Prompt Caching

Feature Definition

Every turn sent to an LLM repeats the same prefix: system prompt, instructions, repo map, read-only file contents. On a large codebase this prefix can be 50–100k tokens. Without caching, every request pays full input-token pricing for content the model has already seen. Prompt caching lets the provider store a hashed prefix server-side so subsequent requests that share the same prefix pay a fraction of the cost (typically 10% for Anthropic, free for OpenAI after first request).

The hard part is not enabling caching — it is structuring prompts so the prefix remains stable across turns. Any change to a message that precedes the cache boundary invalidates the entire cache. Reordering messages, updating a system instruction, or changing the repo map between turns all break the prefix hash. A good implementation must:

Separate stable content (system prompt, examples, repo map) from volatile content (user messages, tool results).
Place explicit cache breakpoint markers at the right positions for providers that require them (Anthropic).
Keep the prefix frozen even when conversation metadata changes (sandbox policy, reasoning effort).
Optionally keep the cache warm between turns to prevent expiry (Anthropic caches expire after 5 minutes).
Track cached vs uncached tokens separately for accurate cost reporting.

OpenAI’s Responses API uses automatic prefix caching — no client markers needed, but a prompt_cache_key hint improves hit rates. Anthropic requires explicit cache_control markers on specific messages. DeepSeek provides automatic caching with separate pricing tiers. Each provider has different mechanics, and a multi-provider agent must handle all of them. For context-window partitioning and overflow policy (separate from provider cache behavior), see Token Budgeting.

Aider Implementation

Pin: b9050e1d

Aider has the most explicit and configurable prompt caching system of the three tools, centered on the ChatChunks dataclass and a background cache-warming thread.

Prompt Structure via ChatChunks

All messages are organized into eight ordered sections in aider/coders/chat_chunks.py:

@dataclass
class ChatChunks:
    system: List       # System prompt
    examples: List     # Few-shot examples
    done: List         # Completed conversation turns
    repo: List         # Repository map
    readonly_files: List  # Read-only file contents
    chat_files: List   # Editable file contents
    cur: List          # Current turn messages
    reminder: List     # System reminder suffix

The format_chat_chunks() method in aider/coders/base_coder.py:1226–1336 populates each section.

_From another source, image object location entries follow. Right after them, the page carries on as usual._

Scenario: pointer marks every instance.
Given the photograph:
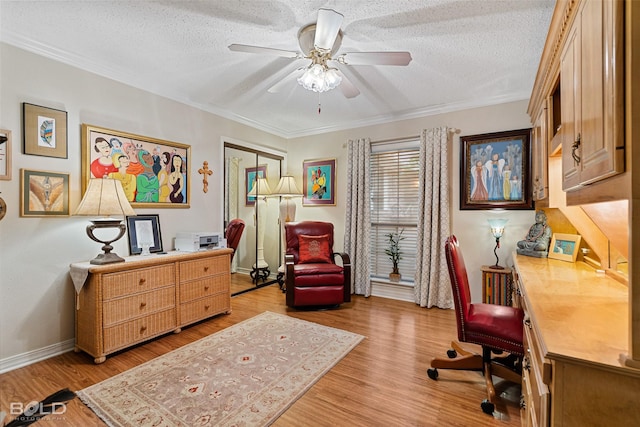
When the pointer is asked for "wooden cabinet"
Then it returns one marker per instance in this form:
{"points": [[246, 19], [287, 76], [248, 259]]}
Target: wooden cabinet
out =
{"points": [[539, 144], [126, 303], [592, 97], [575, 330], [497, 286]]}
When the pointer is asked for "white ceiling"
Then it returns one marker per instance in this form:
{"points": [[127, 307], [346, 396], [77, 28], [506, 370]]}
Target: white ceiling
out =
{"points": [[466, 53]]}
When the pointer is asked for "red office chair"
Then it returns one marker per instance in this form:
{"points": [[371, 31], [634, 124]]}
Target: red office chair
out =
{"points": [[234, 233], [497, 328], [312, 276]]}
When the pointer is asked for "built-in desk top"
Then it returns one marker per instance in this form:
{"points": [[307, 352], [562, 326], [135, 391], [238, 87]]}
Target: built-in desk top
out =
{"points": [[581, 314]]}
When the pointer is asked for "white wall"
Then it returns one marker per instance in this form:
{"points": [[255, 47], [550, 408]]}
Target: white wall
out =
{"points": [[470, 227], [36, 293]]}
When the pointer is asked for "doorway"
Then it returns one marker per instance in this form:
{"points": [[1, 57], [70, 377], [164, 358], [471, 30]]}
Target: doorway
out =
{"points": [[258, 255]]}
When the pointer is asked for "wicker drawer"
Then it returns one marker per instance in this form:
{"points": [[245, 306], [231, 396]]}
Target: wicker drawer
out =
{"points": [[205, 307], [144, 279], [138, 305], [138, 330], [197, 269], [202, 288]]}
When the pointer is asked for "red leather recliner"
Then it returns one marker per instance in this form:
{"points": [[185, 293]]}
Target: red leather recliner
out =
{"points": [[233, 234], [497, 328], [312, 276]]}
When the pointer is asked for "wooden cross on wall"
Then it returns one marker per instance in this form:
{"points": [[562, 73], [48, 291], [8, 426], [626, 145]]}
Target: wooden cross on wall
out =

The ordering is critical: stable content comes first (system, examples, repo map), volatile content last (current turn, reminder).

Cache Breakpoint Placement

add_cache_control_headers() in chat_chunks.py:28–41 places three cache_control markers:

After examples (or system prompt if no examples): self.add_cache_control(self.examples) — falls back to self.add_cache_control(self.system).
After repo map (or readonly files if no map): self.add_cache_control(self.repo) — falls back to self.add_cache_control(self.readonly_files).
After editable files: self.add_cache_control(self.chat_files).

Each marker is placed on the last message of the section. The add_cache_control() helper at chat_chunks.py:43–55 converts string content to the structured format Anthropic requires:

def add_cache_control(self, messages):
    if not messages:
        return
    content = messages[-1]["content"]
    if type(content) is str:
        content = dict(type="text", text=content)
    content["cache_control"] = {"type": "ephemeral"}
    messages[-1]["content"] = [content]

The "ephemeral" type tells Anthropic to cache this prefix for 5 minutes. There is no "persistent" option — all Anthropic caches are ephemeral.

Cache Warming

Anthropic caches expire after 5 minutes of inactivity. Aider addresses this with a background daemon thread in base_coder.py:1340–1392:

def warm_cache(self, chunks):
    delay = 5 * 60 - 5  # 295 seconds
    delay = float(os.environ.get("AIDER_CACHE_KEEPALIVE_DELAY", delay))
    # ...
    def warm_cache_worker():
        while self.ok_to_warm_cache:
            time.sleep(1)
            if now < self.next_cache_warm:
                continue
            kwargs["max_tokens"] = 1
            completion = litellm.completion(
                model=self.main_model.name,
                messages=self.cache_warming_chunks.cacheable_messages(),
                stream=False,
                **kwargs,
            )

The strategy: every 295 seconds (5 minutes minus 5 seconds for network latency), send a max_tokens=1 request using only the cacheable prefix (via cacheable_messages() at chat_chunks.py:57–64). This keeps the server-side cache hot between user interactions. The ping cost is minimal — 1 output token plus the cached-read discount on input tokens.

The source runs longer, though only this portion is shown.